Dirijo com uma mão no volante, enquanto a outra desliza pelo celular, verificando as mensagens de Ana. Avisei que estava indo para a casa do Ferran, e ela respondeu me pedindo para não beber e contando sobre o tempo que passou com a mãe. Quando finalmente chego à casa nova dele, fico impressionado com o tamanho do lugar. Estaciono o carro, ainda boquiaberto, e desço. O que diabos o Ferran fez para comprar um casarão desses? O som alto já explode aqui fora, e posso sentir o chão vibrando com alguma música animada que toca dentro. Entro na casa, notando que a porta estava aberta. Lá dentro, está lotado de gente—muito mais do que eu esperava. Pessoas que nunca ouvi Ferran mencionar, mas quem é que recusa uma festa, certo? Ao olhar em volta, vejo Torres descendo a escada, e, por Deus, ele está um bagaço.

— E aí, irmão! Já tá se divertindo? — Ferran exclama, a voz arrastada enquanto ele passa o braço em volta do meu pescoço, praticamente se jogando em cima de mim. O cheiro forte de álcool em seu hálito me atinge como um soco, me fazendo segurar a respiração por um instante. Ele está claramente bem além do ponto de aproveitar a festa. — Cara, você tá um trapo. — Murmuro, mas ele apenas ri, sem se importar com a própria condição. Desvencilho-me com cuidado, segurando-o pelos ombros para que não caia.  — Vou pegar uma bebida.— Digo, mais para mim mesmo, enquanto me afasto dele e vou em direção à cozinha. Atravesso a sala, desviando das pessoas que dançam e conversam alto, a música pulsando tão forte que sinto as vibrações no peito. Na cozinha, encontro uma mesa abarrotada de garrafas, copos e algumas latas já vazias. Pego uma cerveja e abro, o som do gás escapando é quase um alívio em meio ao caos. Dou um gole, sentindo o líquido gelado descendo pela garganta.
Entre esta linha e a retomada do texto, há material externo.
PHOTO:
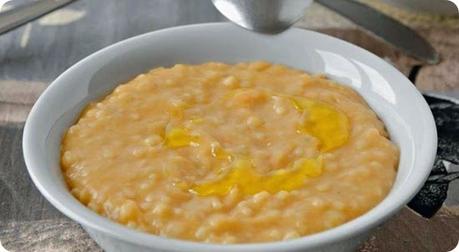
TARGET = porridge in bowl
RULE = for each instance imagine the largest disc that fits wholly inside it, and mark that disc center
(252, 152)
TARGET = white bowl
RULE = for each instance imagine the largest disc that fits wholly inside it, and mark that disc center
(397, 102)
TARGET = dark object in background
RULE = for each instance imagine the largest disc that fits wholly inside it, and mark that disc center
(434, 192)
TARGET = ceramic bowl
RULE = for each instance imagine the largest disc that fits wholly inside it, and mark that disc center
(393, 97)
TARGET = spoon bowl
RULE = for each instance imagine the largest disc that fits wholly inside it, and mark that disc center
(266, 16)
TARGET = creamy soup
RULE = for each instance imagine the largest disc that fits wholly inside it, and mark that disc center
(252, 152)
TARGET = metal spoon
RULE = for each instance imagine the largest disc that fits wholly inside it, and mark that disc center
(274, 16)
(266, 16)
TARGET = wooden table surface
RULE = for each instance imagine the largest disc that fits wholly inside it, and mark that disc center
(34, 55)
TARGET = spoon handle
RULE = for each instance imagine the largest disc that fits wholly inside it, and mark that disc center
(386, 28)
(20, 15)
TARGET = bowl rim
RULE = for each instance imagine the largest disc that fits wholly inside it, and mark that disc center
(356, 226)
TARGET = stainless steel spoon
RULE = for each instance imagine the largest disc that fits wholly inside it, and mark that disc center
(274, 16)
(266, 16)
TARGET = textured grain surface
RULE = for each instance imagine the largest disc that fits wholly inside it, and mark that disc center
(32, 56)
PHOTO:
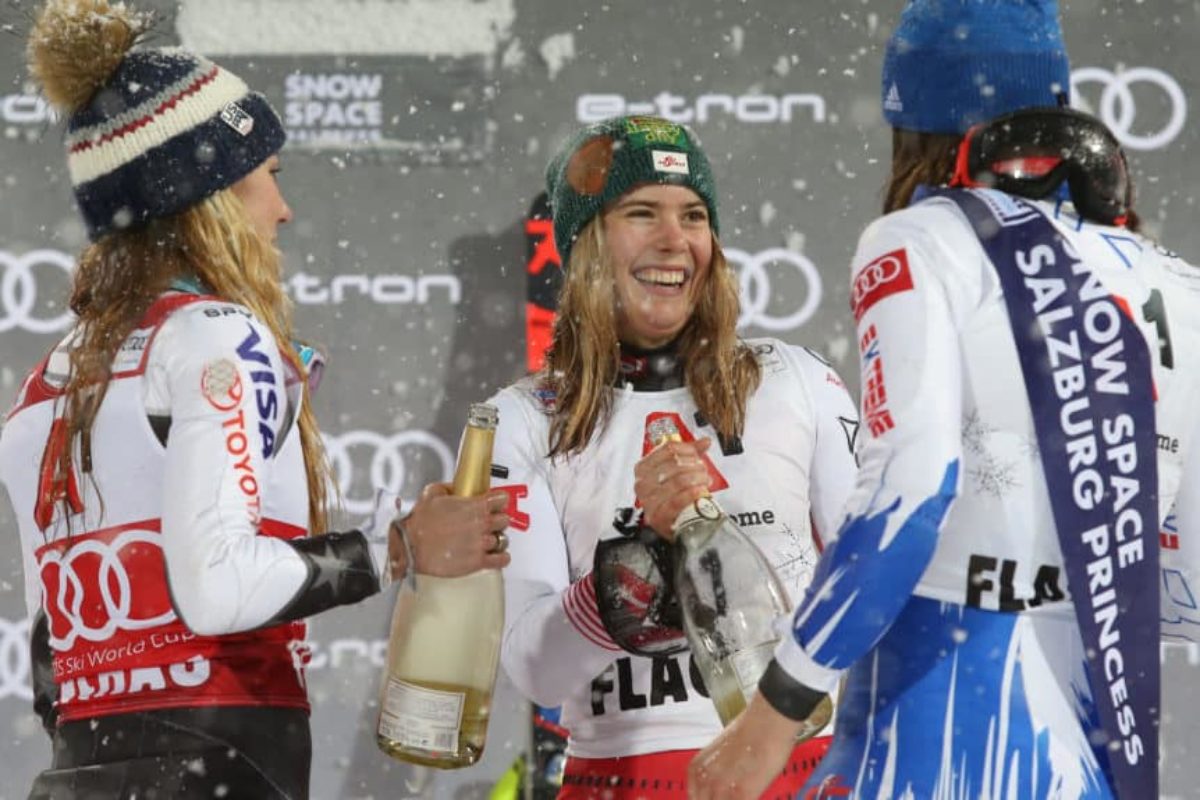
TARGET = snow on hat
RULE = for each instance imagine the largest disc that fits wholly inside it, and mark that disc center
(951, 64)
(150, 132)
(605, 160)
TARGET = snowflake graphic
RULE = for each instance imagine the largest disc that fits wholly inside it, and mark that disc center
(994, 476)
(797, 557)
(975, 431)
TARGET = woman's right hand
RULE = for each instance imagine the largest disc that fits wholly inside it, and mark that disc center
(454, 536)
(667, 480)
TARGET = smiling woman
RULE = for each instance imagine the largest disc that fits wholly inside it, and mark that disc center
(661, 247)
(171, 434)
(646, 330)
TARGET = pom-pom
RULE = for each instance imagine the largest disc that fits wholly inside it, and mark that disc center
(77, 44)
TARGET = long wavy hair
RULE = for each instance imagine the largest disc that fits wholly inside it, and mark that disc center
(123, 274)
(585, 356)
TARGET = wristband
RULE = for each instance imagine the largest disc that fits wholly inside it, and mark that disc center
(786, 695)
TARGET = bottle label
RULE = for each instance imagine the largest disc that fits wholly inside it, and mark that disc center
(415, 716)
(750, 663)
(703, 509)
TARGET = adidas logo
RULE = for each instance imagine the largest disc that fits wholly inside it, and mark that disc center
(893, 102)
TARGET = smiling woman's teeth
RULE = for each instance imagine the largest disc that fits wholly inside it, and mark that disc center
(661, 277)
Saio para a sala, tentando entrar no clima da festa, logo noto alguns olhares maliciosos vindo de um grupo de mulheres. Suspiro, desviando o olhar e me concentrando na minha cerveja, buscando um pouco de paz em meio à agitação. Ferran surge novamente, mais perdido do que antes. Na mão, ele segura outro copo de alguma merda forte. No rosto, um par de óculos escuros, sem nenhum motivo para estar ali, considerando que já era noite. Conheço o Ferran desde moleque. Nós crescemos juntos, sempre colados um no outro. Ele foi o meu primeiro amigo quando mudei de escola, e, por ironia do destino, nossos pais acabaram virando sócios na mesma época. Desde então, nossa amizade só cresceu. Nós éramos inseparáveis desde o jardim de infância, e foi ao lado dele que passei por várias fases da vida. Vimos nossos estilos mudarem, os gostos evoluírem, e até os erros se repetirem. Com Ferran, não havia espaço para tédio. Ele sempre teve essa capacidade de se jogar de cabeça em qualquer situação e depois se foder, mesmo que a maré não estivesse a favor. E, mesmo quando tudo parecia desandar, lá estava ele, rindo da própria desgraça.